In May 2017 the Institute for Advanced Study moved from its offices on the second floor of Eigenmann Hall to a new home on Third Street. The new location, across the street from Maurer School of Law, is in a converted house and features many amenities that make the new location quite “homey.” The IAS now has a full kitchen and its own seminar room, both of which have facilitated hosting a variety of events that would not have been possible in our previous location. The house has been beautifully restored with breathtaking hardwood floors on the first floor and striking mantle pieces in two of the offices. We also have a spacious front porch, which is an ideal place for informal conversations.
IAS Moves to New Location
Branigin Lecture
Janie Cole
Our first Branigin lecture of 2017 was Dr. Janie Cole. Cole is a visiting professor at the University of Cape Town's Center for African Studies and the South African College of Music. She is the founder and executive director of Music Beyond Borders, a nonprofit organization dedicated to the study of contemporary music history related to crimes against humanity, sociopolitical conditions of repression, violence, protest and freedom. She is also a research fellow on "Re-Centering AfroAsia: Musical and Human Migrations in the Pre-Colonial Period 700–1500 AD," a Mellon Foundation-funded project based at the University of Cape Town that seeks to increase scholarship on pre-colonial South Africa and move beyond colonial and Eurocentric biases in existing scholarship.

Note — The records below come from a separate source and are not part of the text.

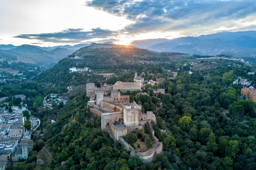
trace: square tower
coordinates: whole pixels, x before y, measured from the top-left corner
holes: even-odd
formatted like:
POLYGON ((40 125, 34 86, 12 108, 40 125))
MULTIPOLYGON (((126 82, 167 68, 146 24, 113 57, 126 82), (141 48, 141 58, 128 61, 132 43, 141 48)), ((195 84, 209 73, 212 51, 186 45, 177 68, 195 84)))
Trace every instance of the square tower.
POLYGON ((86 96, 90 97, 94 93, 95 86, 94 83, 86 83, 86 96))
POLYGON ((127 127, 139 126, 139 108, 132 103, 124 107, 124 123, 127 127))

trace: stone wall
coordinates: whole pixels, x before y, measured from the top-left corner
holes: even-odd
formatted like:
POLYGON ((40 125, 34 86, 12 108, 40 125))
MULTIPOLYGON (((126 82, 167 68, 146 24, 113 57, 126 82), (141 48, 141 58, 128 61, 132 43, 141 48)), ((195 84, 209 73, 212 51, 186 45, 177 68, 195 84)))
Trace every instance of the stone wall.
POLYGON ((140 154, 139 153, 137 153, 134 152, 134 151, 133 151, 131 152, 131 156, 137 155, 139 156, 140 159, 143 163, 151 161, 153 159, 153 158, 155 156, 155 149, 152 149, 151 152, 149 153, 145 154, 140 154))
POLYGON ((115 138, 117 140, 119 140, 120 136, 124 137, 127 134, 127 127, 116 127, 115 126, 112 122, 110 121, 109 126, 112 131, 114 133, 115 138))
POLYGON ((128 143, 126 142, 122 137, 120 136, 119 138, 119 139, 120 140, 120 141, 121 141, 123 144, 124 145, 127 149, 131 151, 134 150, 134 149, 130 145, 130 144, 129 144, 128 143))
POLYGON ((106 126, 108 125, 109 122, 112 121, 116 122, 122 121, 123 117, 123 114, 120 112, 111 113, 104 113, 101 114, 101 129, 103 130, 106 129, 106 126))
POLYGON ((155 143, 158 146, 157 148, 155 148, 155 154, 157 155, 161 153, 161 152, 163 150, 163 143, 157 142, 155 143))
POLYGON ((132 132, 136 130, 136 129, 141 129, 143 128, 143 126, 134 126, 132 127, 127 127, 127 132, 129 133, 129 132, 132 132))

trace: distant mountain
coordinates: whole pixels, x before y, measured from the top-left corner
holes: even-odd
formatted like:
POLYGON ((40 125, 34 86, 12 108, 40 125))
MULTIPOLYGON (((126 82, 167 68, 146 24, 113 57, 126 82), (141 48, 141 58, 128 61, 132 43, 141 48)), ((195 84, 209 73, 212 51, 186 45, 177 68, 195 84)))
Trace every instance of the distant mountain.
POLYGON ((107 42, 105 42, 104 43, 104 44, 116 44, 114 42, 111 42, 111 41, 108 41, 107 42))
POLYGON ((256 31, 220 33, 175 39, 147 48, 157 52, 211 55, 250 55, 256 52, 256 31), (237 55, 234 54, 237 54, 237 55))
POLYGON ((57 62, 73 52, 60 48, 48 51, 39 48, 37 46, 22 45, 11 50, 1 50, 0 58, 8 60, 16 60, 18 56, 19 61, 43 65, 57 62))
POLYGON ((43 52, 45 51, 40 48, 38 48, 34 45, 24 44, 18 46, 17 47, 12 49, 12 50, 20 52, 43 52))
POLYGON ((12 48, 14 48, 17 46, 15 46, 11 44, 8 44, 8 45, 4 45, 0 44, 0 49, 3 50, 8 50, 12 48))
POLYGON ((126 47, 126 48, 138 48, 137 47, 131 45, 117 45, 116 44, 102 44, 100 43, 93 43, 89 46, 91 47, 97 47, 98 48, 112 48, 112 47, 126 47))
POLYGON ((235 40, 240 37, 247 36, 256 38, 256 31, 239 31, 238 32, 228 32, 222 31, 216 33, 201 35, 196 37, 199 40, 204 40, 209 39, 219 39, 226 42, 235 40))
POLYGON ((141 48, 147 48, 149 46, 169 41, 170 40, 164 39, 148 39, 142 40, 136 40, 131 42, 129 45, 141 48))
POLYGON ((58 45, 57 46, 54 46, 52 47, 45 47, 48 48, 50 48, 51 49, 54 49, 57 48, 66 48, 68 49, 76 50, 79 49, 81 48, 84 47, 85 46, 88 46, 91 45, 94 42, 91 42, 88 44, 77 44, 72 46, 69 45, 58 45))
POLYGON ((256 38, 243 36, 233 40, 226 42, 227 43, 245 48, 256 48, 256 38))

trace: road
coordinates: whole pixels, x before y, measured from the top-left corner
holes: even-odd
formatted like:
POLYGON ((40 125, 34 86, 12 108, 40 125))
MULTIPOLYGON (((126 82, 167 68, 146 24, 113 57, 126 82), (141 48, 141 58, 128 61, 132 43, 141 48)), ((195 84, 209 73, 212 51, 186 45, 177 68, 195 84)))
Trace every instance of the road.
POLYGON ((30 122, 31 122, 31 125, 32 126, 31 129, 32 130, 36 130, 36 129, 39 127, 39 126, 40 126, 40 124, 41 123, 40 120, 36 117, 31 115, 31 112, 27 108, 26 108, 26 110, 28 111, 29 114, 30 115, 30 122), (38 123, 38 122, 39 122, 39 123, 38 123))

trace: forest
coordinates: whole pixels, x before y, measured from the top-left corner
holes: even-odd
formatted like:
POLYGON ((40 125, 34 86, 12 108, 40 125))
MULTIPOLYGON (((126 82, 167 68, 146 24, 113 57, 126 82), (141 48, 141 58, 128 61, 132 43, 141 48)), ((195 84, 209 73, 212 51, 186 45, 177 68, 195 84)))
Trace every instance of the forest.
MULTIPOLYGON (((84 55, 89 53, 82 52, 84 55)), ((154 74, 146 74, 142 76, 145 79, 160 77, 165 81, 142 90, 148 95, 138 95, 139 91, 123 94, 130 95, 131 100, 141 104, 143 111, 152 111, 157 117, 157 123, 152 125, 156 136, 163 142, 163 152, 152 162, 145 163, 137 157, 130 157, 129 151, 121 143, 117 142, 115 145, 109 133, 102 132, 100 118, 87 109, 89 99, 84 92, 70 96, 66 105, 50 110, 28 101, 31 109, 34 107, 33 114, 40 118, 40 128, 45 128, 45 131, 43 136, 35 138, 35 151, 30 154, 29 161, 19 162, 6 169, 34 169, 35 167, 36 169, 56 170, 256 168, 256 106, 252 100, 240 98, 243 86, 232 83, 239 76, 251 81, 251 86, 255 86, 255 76, 248 74, 255 70, 253 67, 241 64, 239 67, 234 61, 219 63, 215 61, 217 69, 193 71, 189 75, 187 67, 182 66, 189 61, 168 59, 127 65, 124 68, 129 71, 116 72, 115 76, 107 80, 97 74, 68 72, 68 68, 77 62, 81 67, 90 64, 87 59, 65 58, 40 74, 33 82, 17 85, 15 88, 6 86, 2 87, 2 91, 11 95, 27 93, 34 102, 50 92, 63 90, 60 93, 65 93, 65 88, 71 85, 132 81, 135 71, 140 75, 149 70, 154 74), (178 68, 179 70, 176 69, 178 68), (178 72, 178 76, 168 78, 172 75, 167 70, 178 72), (154 96, 153 89, 158 88, 164 88, 165 94, 154 96), (51 123, 52 119, 56 123, 51 123), (244 120, 247 121, 243 122, 244 120), (166 130, 167 133, 161 129, 166 130), (49 165, 35 165, 35 155, 45 144, 54 158, 49 165), (62 166, 62 161, 65 163, 62 166)), ((204 63, 211 62, 206 61, 204 63)), ((139 133, 135 134, 139 137, 139 133)))

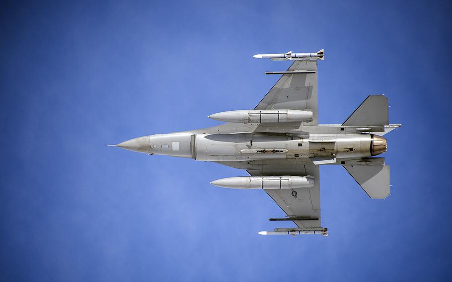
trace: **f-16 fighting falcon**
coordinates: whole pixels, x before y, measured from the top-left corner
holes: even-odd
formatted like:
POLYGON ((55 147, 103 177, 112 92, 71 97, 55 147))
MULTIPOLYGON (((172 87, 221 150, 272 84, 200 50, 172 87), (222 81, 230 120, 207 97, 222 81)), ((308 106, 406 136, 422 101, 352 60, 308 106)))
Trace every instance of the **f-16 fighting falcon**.
POLYGON ((138 137, 112 145, 150 155, 212 161, 246 169, 247 177, 228 177, 211 184, 237 189, 262 189, 292 220, 294 228, 261 235, 320 234, 319 166, 340 165, 369 196, 389 195, 389 167, 382 136, 401 126, 389 124, 387 98, 369 96, 342 124, 318 124, 317 53, 258 54, 257 58, 294 63, 262 101, 250 110, 218 113, 209 118, 225 122, 196 130, 138 137))

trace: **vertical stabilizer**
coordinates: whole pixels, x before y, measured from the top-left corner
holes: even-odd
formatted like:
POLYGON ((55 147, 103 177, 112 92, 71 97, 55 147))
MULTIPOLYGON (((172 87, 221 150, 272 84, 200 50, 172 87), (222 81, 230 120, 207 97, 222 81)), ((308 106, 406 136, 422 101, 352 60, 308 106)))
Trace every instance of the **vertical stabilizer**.
POLYGON ((377 126, 389 124, 387 98, 372 95, 355 110, 343 126, 377 126))
POLYGON ((389 165, 343 166, 371 198, 384 199, 389 196, 389 165))

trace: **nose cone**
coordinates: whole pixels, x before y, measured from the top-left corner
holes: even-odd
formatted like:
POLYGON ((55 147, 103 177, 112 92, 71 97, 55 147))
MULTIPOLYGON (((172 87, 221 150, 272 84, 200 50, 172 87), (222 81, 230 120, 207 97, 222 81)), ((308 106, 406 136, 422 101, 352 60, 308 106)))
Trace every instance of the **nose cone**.
POLYGON ((116 145, 117 146, 126 150, 148 154, 151 152, 150 145, 151 140, 149 136, 131 139, 116 145))
POLYGON ((378 135, 373 135, 371 149, 372 149, 371 152, 373 156, 384 153, 387 150, 387 141, 384 137, 378 135))

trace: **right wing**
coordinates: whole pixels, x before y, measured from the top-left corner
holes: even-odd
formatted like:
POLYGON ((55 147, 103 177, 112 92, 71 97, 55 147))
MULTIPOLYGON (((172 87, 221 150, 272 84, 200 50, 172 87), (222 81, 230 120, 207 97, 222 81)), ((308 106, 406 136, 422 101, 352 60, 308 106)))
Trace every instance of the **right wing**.
POLYGON ((273 176, 295 175, 314 177, 314 187, 312 188, 295 189, 265 189, 265 192, 286 212, 289 218, 302 218, 294 220, 300 228, 321 227, 320 173, 319 166, 313 164, 305 164, 297 170, 282 169, 271 170, 248 170, 252 176, 273 176))
POLYGON ((296 61, 287 71, 295 70, 309 72, 283 74, 254 109, 310 110, 312 121, 305 123, 318 125, 317 60, 296 61))

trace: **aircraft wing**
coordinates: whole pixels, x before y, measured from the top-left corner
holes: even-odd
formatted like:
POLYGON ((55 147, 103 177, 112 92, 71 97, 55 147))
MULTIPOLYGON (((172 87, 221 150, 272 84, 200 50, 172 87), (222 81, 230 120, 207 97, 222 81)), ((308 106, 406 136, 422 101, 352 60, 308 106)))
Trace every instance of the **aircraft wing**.
MULTIPOLYGON (((266 189, 265 192, 300 228, 321 227, 320 174, 319 166, 302 165, 294 171, 281 170, 248 170, 252 176, 295 175, 314 177, 314 187, 295 189, 266 189)), ((280 219, 281 219, 281 218, 280 219)), ((289 219, 290 220, 290 219, 289 219)))
POLYGON ((312 111, 312 121, 306 125, 318 125, 317 60, 296 61, 255 110, 288 109, 312 111))

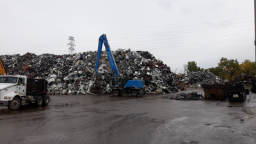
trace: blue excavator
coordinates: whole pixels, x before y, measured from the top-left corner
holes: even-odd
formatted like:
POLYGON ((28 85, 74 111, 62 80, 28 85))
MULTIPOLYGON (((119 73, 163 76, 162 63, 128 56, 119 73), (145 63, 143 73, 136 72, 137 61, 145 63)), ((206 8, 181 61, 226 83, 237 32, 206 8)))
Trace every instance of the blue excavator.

Her lecture, "‘Soiled by Black Lips’: Music, Resistance, Race, and Incarceration in Apartheid South Africa” drew on Cole's research on South African music, protest, and oral history during the struggle against apartheid. Cole is currently working on a book on the subject and, with her nonprofit organization Music Beyond Borders, is creating a digital oral history archive and a documentary film related to apartheid prisons. During her time at IU, Cole also spoke at the Black Film Center/Archive, the Center for Documenary Research and Practice, the African Studies Colloquium, and the Historial Teaching and Practice Seminar. Her visit was cosponsered byt he African Studies Program, Center for Documentary Research and Practice, The Black Film Center/Archive, Center for Research on Race and Ethnicity in Society, Jacobs School of Music, Office of the Vice-President for International Affairs, and the Departments of Anthropology, Folklore and Ethnomusicology, and History.
Alondra Nelson
Our Fall 2017 Branigin Lecturer was Dr. Alondra Nelson, Professor of Sociology and Dean of Social Science at Columbia University. On September 1, 2017, she became President of the Social Science Research Council, an organization that has been dedicated to advancement of social research for the public good for more than nine decades. A sociologist who has published broadly on the intersections of science, technology and social inequality, her books include The Social Life of DNA: Race, Reparations, and Reconciliation after the Genome and Body and Soul: The Black Panther Party and the Fight against Medical Discrimination.
Her lecture, "Reconciliation Projects: The Vexed Racial Politics of Genetic Ancestry Testing," discussed the ways cutting-edge DNA-based genealogical techniques are being used in myriad ways to grapple with the afterlife of racial slavery: to foster reconciliation, to establish ties with African ancestral homelands, to rethink and sometimes alter citizenship, and to make legal claims for reparations specifically based on ancestry.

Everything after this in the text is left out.